Terminata la preghiera i monaci iniziano a mangiare in silenzio. Tra di loro, infatti, non sembra sia permesso chiacchierare mentre si desina. Il pasto consiste nel riso in bianco ottenuto in elemosina poco prima, lungo le strade della comunità, e qualche piatto di condimenti – rigidamente vegetariani – disposti sul tavolo davanti a loro. Non v’è presenza di acqua o altro liquido: evidentemente i monaci non ne hanno bisogno oppure non è consentito loro bere durante il pasto. Quando ci siamo andati noi, sui tavoli, dinnanzi a ogni monaco, si notavano pacchetti di carta argentata colorata. Ho pensato a delle patatine fritte, ma poi ho saputo che era sapone in polvere…
I monaci sono inoltre divisi in gruppi omogenei. I più anziani si accomodano in una zona più elevata. La loro posizione deriva dal prestigio che li caratterizza, naturalmente, e dal fatto che in questo modo è possibile osservarli anche dagli angoli più distanti del locale. Tutti gli altri uomini si dispongono più in basso, come detto, su file lunghissime; le donne e i bambini trovano posto in settori separati, riuniti in gruppi più limitati. Anche loro sono tenuti a rispettare il rigido cerimoniale del pasto silenzioso, ma per i bambini è più difficile stare quieti e spesso è possibile osservarli mentre scherzano e ridono tra di loro.
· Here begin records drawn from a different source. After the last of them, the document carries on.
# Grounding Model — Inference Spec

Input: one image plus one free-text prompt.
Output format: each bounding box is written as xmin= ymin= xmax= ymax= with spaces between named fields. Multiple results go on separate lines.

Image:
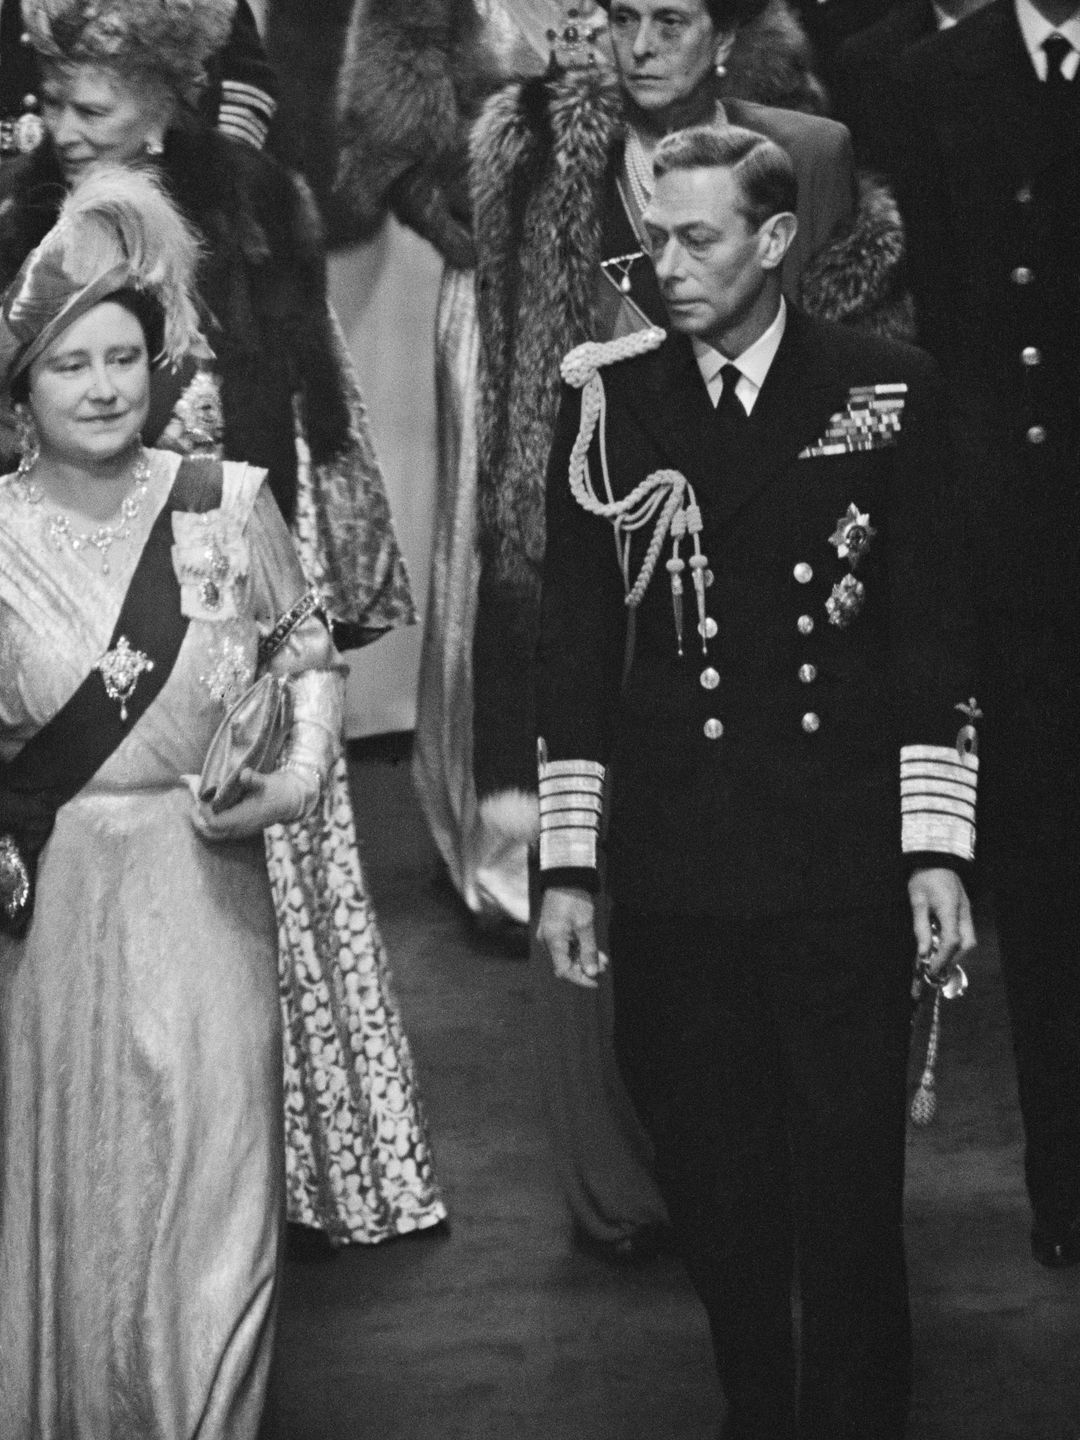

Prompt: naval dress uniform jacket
xmin=535 ymin=306 xmax=977 ymax=1440
xmin=882 ymin=0 xmax=1080 ymax=1234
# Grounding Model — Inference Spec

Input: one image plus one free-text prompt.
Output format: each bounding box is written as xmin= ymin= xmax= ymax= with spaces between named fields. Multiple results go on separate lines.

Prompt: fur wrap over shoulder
xmin=0 ymin=120 xmax=350 ymax=523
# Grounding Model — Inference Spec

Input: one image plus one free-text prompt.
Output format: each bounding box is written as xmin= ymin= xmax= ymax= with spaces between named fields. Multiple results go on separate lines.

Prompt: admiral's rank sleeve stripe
xmin=218 ymin=80 xmax=277 ymax=150
xmin=539 ymin=758 xmax=606 ymax=872
xmin=900 ymin=744 xmax=978 ymax=861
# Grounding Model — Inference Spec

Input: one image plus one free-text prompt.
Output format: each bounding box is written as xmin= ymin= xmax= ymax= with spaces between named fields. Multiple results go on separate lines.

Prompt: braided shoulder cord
xmin=561 ymin=330 xmax=711 ymax=650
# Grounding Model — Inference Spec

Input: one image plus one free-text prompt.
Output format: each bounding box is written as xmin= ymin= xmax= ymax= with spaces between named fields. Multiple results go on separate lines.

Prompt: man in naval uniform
xmin=876 ymin=0 xmax=1080 ymax=1271
xmin=535 ymin=124 xmax=978 ymax=1440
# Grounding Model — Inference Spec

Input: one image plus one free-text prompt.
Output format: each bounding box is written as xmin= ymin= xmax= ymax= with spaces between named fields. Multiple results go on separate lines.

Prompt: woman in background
xmin=0 ymin=165 xmax=339 ymax=1438
xmin=0 ymin=0 xmax=446 ymax=1248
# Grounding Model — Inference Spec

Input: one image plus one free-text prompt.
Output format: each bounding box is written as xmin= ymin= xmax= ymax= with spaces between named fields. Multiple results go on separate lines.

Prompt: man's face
xmin=643 ymin=165 xmax=770 ymax=346
xmin=608 ymin=0 xmax=724 ymax=115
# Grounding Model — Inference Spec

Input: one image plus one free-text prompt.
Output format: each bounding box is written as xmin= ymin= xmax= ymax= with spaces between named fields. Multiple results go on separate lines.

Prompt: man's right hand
xmin=537 ymin=886 xmax=609 ymax=989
Cosa che non sembra inquietare molto nè i monaci nè le persone che li circondano.
A questo punto invito a dare un’occhiata al comportamento degli abitanti dei villaggi che assistono al pasto. Sono gli stessi che poco prima stavano ai lati delle strade, distribuendo cibo e regali ai monaci e che hanno provveduto, a turno, a cucinare le salse e i condimenti necessari al pranzo. Dopo aver compiuto questo dovere inizia per loro un rito che sembra essere il vero momento importante di tutta la giornata. In fila indiana, camminando lentamente con le mani giunte dinnanzi al petto, queste persone iniziano a girare per le file di tavoli, recitando sommessamente e incessantemente delle preghiere.
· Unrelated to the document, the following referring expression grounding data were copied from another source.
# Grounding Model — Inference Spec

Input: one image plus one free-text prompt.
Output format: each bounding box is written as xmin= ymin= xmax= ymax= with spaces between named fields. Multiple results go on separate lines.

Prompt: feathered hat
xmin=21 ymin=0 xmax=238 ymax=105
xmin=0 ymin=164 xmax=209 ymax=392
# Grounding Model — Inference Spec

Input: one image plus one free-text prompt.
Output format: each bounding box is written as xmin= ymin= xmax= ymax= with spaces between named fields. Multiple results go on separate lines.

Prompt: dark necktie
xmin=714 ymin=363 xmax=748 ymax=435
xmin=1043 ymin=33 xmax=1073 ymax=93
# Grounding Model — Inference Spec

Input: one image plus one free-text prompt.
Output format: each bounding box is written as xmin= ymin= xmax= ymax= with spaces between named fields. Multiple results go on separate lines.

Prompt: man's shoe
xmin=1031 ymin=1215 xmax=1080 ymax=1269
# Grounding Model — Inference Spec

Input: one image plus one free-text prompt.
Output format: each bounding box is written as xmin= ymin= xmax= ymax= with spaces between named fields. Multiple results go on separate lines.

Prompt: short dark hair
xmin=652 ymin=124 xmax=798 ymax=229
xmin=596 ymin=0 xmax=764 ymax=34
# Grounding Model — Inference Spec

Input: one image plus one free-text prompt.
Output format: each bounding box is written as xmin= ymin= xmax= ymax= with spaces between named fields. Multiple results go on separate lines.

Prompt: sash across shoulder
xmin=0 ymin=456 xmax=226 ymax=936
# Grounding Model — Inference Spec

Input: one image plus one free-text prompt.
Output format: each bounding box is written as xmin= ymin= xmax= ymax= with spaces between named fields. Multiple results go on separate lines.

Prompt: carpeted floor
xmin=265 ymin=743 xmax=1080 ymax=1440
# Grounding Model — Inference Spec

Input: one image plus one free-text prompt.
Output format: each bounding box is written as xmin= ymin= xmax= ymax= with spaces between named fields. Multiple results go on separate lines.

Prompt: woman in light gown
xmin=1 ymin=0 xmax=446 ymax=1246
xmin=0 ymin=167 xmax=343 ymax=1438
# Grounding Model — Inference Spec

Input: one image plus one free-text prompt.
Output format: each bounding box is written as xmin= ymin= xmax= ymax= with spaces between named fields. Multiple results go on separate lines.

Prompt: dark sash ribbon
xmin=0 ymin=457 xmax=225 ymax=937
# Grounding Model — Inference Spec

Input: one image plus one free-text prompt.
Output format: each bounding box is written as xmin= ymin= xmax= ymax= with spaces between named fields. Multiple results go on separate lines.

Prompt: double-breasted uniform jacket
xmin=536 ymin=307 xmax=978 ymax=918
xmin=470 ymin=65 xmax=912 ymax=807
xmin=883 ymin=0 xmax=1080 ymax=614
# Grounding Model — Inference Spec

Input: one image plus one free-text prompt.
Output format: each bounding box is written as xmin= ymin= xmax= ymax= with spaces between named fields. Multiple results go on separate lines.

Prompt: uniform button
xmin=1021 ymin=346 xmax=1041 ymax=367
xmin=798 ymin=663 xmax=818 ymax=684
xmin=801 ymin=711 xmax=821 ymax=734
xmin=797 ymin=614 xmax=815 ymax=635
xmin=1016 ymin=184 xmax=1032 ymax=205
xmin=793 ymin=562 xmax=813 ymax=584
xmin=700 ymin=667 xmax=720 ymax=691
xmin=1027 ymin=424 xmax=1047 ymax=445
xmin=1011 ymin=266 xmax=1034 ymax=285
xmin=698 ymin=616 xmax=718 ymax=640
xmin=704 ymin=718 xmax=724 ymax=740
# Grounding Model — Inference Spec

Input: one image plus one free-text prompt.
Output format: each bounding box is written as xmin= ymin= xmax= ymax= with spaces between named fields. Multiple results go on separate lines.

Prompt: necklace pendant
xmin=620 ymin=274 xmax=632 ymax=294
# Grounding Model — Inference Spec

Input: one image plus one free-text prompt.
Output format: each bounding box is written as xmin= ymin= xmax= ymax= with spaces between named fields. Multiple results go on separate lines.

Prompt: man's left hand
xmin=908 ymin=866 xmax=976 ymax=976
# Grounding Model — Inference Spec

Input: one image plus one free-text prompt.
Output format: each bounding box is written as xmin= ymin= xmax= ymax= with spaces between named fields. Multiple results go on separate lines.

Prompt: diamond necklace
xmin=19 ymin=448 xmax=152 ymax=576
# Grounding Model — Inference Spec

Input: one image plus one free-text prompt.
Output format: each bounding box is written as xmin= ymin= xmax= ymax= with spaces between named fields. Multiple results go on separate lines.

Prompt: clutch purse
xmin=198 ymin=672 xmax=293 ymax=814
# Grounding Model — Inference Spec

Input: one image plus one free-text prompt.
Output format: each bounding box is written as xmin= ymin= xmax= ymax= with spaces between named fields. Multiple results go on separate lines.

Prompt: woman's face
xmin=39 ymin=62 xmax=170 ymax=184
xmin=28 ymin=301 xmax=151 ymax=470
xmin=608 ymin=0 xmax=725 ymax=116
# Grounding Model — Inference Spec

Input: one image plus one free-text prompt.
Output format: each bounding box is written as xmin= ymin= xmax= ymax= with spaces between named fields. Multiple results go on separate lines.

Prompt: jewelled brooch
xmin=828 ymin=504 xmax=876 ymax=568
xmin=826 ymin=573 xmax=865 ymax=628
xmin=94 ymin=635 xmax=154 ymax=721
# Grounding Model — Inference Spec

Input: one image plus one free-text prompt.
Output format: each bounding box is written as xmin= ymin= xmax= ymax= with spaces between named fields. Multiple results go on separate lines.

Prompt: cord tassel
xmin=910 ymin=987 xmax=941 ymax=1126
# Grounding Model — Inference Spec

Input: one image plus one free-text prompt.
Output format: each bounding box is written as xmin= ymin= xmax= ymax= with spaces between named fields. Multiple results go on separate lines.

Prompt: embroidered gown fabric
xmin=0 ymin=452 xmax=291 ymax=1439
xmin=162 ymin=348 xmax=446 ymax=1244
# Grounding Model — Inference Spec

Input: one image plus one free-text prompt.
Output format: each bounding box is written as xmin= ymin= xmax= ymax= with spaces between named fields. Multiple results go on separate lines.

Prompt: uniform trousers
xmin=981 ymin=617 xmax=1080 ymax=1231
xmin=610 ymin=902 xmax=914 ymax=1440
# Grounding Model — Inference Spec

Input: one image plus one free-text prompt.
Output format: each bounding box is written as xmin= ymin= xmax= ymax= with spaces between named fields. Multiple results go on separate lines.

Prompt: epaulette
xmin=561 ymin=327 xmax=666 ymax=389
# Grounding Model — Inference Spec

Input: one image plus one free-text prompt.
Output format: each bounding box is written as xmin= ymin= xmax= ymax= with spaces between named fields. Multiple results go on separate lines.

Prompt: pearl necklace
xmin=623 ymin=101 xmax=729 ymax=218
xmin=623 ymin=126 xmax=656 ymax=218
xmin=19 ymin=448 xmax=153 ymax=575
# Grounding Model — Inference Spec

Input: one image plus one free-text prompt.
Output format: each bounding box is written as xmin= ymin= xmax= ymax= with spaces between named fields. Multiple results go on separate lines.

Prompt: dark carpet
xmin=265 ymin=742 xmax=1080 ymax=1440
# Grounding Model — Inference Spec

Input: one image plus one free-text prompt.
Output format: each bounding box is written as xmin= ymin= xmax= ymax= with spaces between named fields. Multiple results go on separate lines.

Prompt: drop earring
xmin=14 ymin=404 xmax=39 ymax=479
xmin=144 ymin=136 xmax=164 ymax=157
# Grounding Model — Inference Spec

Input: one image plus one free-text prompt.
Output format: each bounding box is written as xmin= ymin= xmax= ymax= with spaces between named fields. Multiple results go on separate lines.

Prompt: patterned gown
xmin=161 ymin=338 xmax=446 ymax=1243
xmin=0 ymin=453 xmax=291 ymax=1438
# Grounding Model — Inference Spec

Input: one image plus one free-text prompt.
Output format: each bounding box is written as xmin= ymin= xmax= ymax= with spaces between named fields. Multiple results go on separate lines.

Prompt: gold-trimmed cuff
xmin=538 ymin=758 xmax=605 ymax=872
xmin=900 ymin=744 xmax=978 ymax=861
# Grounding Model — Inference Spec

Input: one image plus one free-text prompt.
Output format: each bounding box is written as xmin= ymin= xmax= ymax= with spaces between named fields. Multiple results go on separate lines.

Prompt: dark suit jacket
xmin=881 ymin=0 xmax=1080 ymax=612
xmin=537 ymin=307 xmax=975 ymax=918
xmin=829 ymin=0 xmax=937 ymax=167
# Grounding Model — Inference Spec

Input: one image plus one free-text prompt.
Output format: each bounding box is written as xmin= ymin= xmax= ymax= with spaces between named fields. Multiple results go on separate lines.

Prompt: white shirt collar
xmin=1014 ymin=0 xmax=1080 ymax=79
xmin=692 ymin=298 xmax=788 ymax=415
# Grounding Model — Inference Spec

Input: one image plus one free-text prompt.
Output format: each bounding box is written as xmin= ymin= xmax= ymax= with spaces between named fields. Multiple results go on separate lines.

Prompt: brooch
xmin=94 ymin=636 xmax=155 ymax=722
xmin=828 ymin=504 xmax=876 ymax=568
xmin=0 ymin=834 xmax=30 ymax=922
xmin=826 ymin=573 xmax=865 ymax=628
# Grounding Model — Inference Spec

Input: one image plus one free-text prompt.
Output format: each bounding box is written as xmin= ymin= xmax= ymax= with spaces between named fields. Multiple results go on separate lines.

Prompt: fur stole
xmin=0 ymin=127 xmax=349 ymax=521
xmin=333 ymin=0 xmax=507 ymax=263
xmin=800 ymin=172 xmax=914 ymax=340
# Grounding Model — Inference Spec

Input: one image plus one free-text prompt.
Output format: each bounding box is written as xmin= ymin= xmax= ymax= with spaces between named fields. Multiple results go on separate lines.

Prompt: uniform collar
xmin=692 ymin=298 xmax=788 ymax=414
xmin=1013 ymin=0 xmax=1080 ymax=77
Si tratta di una processione silenziosa, felpata, appena percepibile dai monaci impegnati a mangiare. A quanto pare gli abitanti dei villaggi confidano nella sacralità del luogo per ottenere qualche favore particolare dall’aldilà. Il movimento continuo di tanta gente che si intrufola tra i corridoi lasciati liberi dai tavoli non infastidisce nessuno, meno che mai i monaci, che prestano a tale fenomeno un’attenzione spenta e distratta. Ma per gli abitanti del luogo questo rituale è evidentemente tutto ciò di cui avevano bisogno per finalizzare nel migliore dei modi una giornata trascorsa al servizio del monastero.